ÉDITORIAL. La purge financière s’intensifie sur des marchés financiers, exacerbée par le refus de Donald Trump de revenir sur ses droits de douane ubuesques. Quoi qu’il fasse dans les jours à venir, le mal est déjà fait
Carnage, purge, désolation… Ils sont nombreux les termes sautant à l’esprit de l’observateur qui assiste, impuissant, au mouvement de panique qui s’est emparé ce lundi des marchés financiers: -13,12% à Hongkong, -7,34% à Shanghai, - 4,54% à Zurich… En trois jours, le SMI, l’indice phare de la bourse suisse a perdu davantage que lors de la mise en arrêt de l’économie mondiale provoquée par le covid il y a cinq ans.
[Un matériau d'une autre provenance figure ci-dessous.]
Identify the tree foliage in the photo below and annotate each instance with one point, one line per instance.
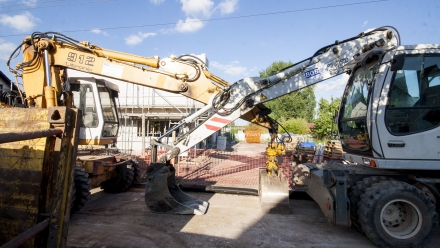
(296, 126)
(298, 104)
(324, 124)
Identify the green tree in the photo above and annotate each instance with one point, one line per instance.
(293, 125)
(298, 104)
(324, 124)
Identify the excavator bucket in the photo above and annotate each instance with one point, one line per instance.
(273, 192)
(163, 195)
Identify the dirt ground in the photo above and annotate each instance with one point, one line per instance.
(123, 220)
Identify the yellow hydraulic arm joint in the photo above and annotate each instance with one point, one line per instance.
(272, 151)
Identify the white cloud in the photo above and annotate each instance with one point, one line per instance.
(30, 3)
(197, 8)
(232, 68)
(156, 2)
(189, 25)
(23, 22)
(135, 39)
(6, 48)
(99, 31)
(228, 6)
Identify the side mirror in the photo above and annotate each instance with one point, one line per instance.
(335, 117)
(397, 62)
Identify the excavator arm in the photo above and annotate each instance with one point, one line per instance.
(245, 97)
(46, 55)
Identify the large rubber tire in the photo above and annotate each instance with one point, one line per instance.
(121, 182)
(136, 171)
(355, 196)
(81, 193)
(396, 214)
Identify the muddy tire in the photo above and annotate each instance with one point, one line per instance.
(355, 196)
(396, 214)
(136, 171)
(81, 191)
(121, 182)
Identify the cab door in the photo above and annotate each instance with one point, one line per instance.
(409, 119)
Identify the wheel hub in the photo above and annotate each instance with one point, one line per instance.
(394, 215)
(401, 219)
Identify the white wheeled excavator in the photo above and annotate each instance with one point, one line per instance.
(389, 127)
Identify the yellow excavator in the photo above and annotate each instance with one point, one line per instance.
(39, 141)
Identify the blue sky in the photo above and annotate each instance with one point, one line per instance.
(239, 37)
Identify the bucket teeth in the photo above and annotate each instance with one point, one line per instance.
(163, 195)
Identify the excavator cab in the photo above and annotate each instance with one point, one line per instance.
(96, 99)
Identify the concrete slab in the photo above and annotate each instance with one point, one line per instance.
(123, 220)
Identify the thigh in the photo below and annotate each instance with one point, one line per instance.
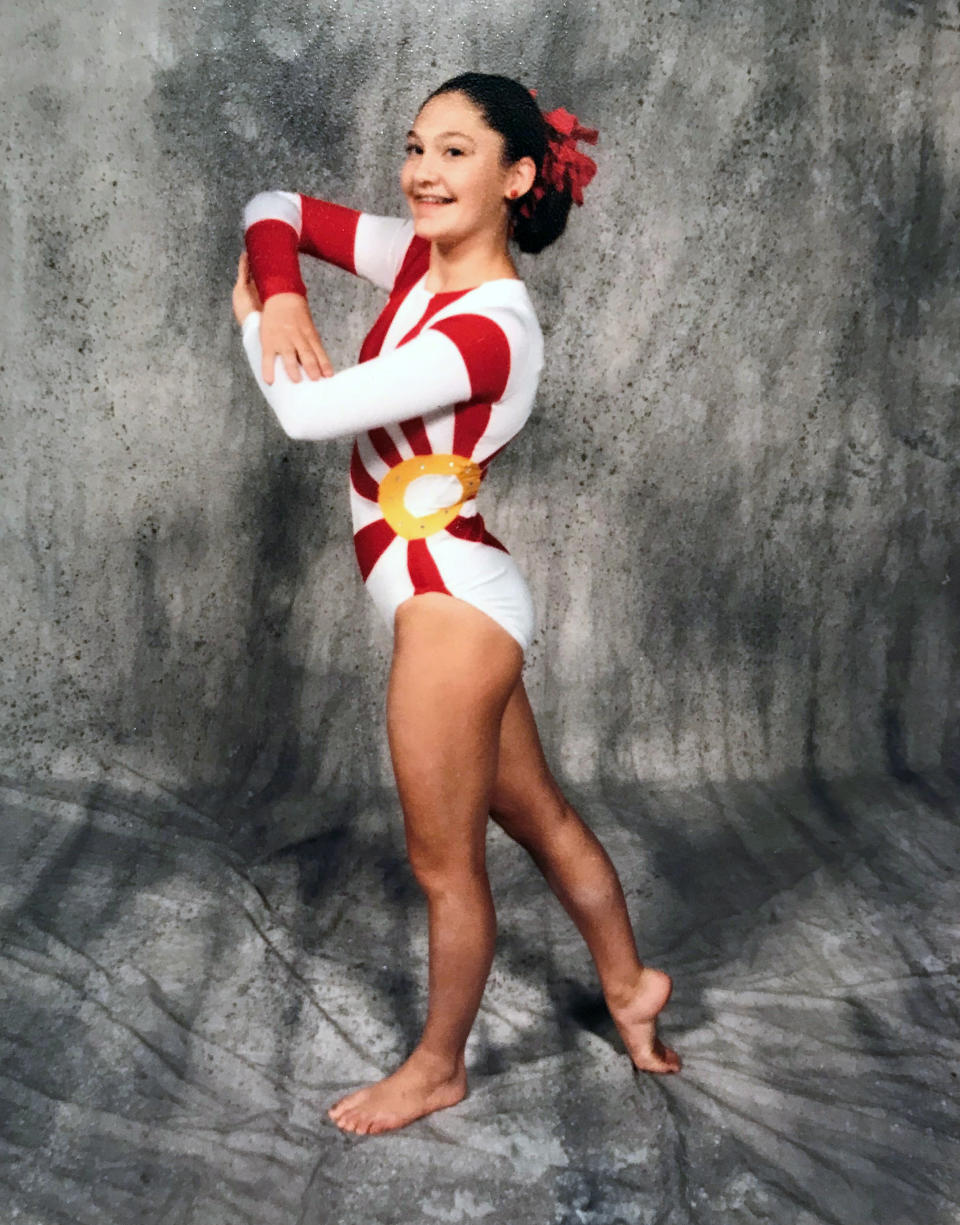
(525, 799)
(453, 670)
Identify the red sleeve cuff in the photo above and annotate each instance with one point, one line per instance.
(273, 259)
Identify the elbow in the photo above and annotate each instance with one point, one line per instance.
(300, 428)
(273, 206)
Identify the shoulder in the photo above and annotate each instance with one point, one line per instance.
(497, 335)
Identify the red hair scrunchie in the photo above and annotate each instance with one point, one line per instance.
(565, 167)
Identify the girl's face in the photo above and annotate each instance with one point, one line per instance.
(453, 178)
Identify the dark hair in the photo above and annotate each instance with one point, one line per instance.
(510, 109)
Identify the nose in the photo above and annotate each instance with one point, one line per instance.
(426, 172)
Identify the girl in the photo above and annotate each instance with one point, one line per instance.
(446, 377)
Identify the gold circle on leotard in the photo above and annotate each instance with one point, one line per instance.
(393, 488)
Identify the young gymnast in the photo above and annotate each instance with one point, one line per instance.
(446, 377)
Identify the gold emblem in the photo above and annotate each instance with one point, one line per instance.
(394, 485)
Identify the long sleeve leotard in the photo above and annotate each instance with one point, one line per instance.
(443, 382)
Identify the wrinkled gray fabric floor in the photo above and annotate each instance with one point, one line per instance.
(181, 1006)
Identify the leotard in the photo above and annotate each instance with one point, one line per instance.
(443, 382)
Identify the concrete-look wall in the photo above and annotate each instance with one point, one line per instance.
(736, 502)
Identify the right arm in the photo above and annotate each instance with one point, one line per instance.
(281, 224)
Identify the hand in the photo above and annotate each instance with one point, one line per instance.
(287, 328)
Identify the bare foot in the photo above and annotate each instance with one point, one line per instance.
(636, 1018)
(419, 1085)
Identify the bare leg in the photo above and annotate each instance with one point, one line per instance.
(453, 670)
(530, 807)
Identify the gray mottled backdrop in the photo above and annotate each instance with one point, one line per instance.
(736, 502)
(736, 505)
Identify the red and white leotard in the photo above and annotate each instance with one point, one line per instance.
(443, 382)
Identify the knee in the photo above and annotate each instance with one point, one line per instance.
(533, 822)
(441, 874)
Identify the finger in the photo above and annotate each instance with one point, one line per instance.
(310, 363)
(326, 365)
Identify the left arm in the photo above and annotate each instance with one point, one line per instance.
(454, 360)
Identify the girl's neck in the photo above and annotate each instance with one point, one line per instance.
(465, 265)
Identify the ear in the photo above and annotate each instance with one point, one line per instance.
(519, 178)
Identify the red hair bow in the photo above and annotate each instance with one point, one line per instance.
(565, 168)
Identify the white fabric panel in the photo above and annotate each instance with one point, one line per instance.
(390, 582)
(281, 206)
(426, 374)
(380, 246)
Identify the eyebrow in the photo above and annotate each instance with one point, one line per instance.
(442, 135)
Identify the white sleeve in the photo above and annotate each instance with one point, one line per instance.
(425, 374)
(380, 246)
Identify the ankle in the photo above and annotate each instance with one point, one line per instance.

C’est dire l’onde de choc que le président américain a provoquée en déclenchant une guerre commerciale sans précédent depuis la fin de la Seconde Guerre mondiale. Le monde retient son souffle à quelques minutes de l’ouverture de Wall Street qui pourrait bien achever de projeter un lundi d’ores et déjà mémorable dans les pires krachs de l’histoire.
Du célébrissime financier Warren Buffet à l’ancien secrétaire au trésor Larry Summers en passant par le multimilliardaire Bill Ackman, les voix tempêtent pour tenter de ramener le président américain Donald Trump à la raison. Pour l’heure, rien n’y fait. Le maître de la Maison-Blanche n’entend pas revenir sur les droits de douane colossaux décrétés mercredi dernier. Après avoir assisté à un match de golfe en Floride, le président américain s’est borné à estimer la nuit dernière qu'«il faut parfois prendre un traitement pour se soigner».
Un malade imaginaire
Mais de quel patient parlons-nous exactement? La première puissance économique mondiale qui a vu l’an dernier son PIB progresser de 2,8%? Celle dont les autorités avaient réussi à ramener l’inflation de 9,1% en juin 2022 à 2,4% en septembre dernier? Il y a quelque chose d’éminemment mortifiant à assister ainsi au suicide financier d’une nation, qui plus est lorsqu’il plonge le monde entier dans la tourmente.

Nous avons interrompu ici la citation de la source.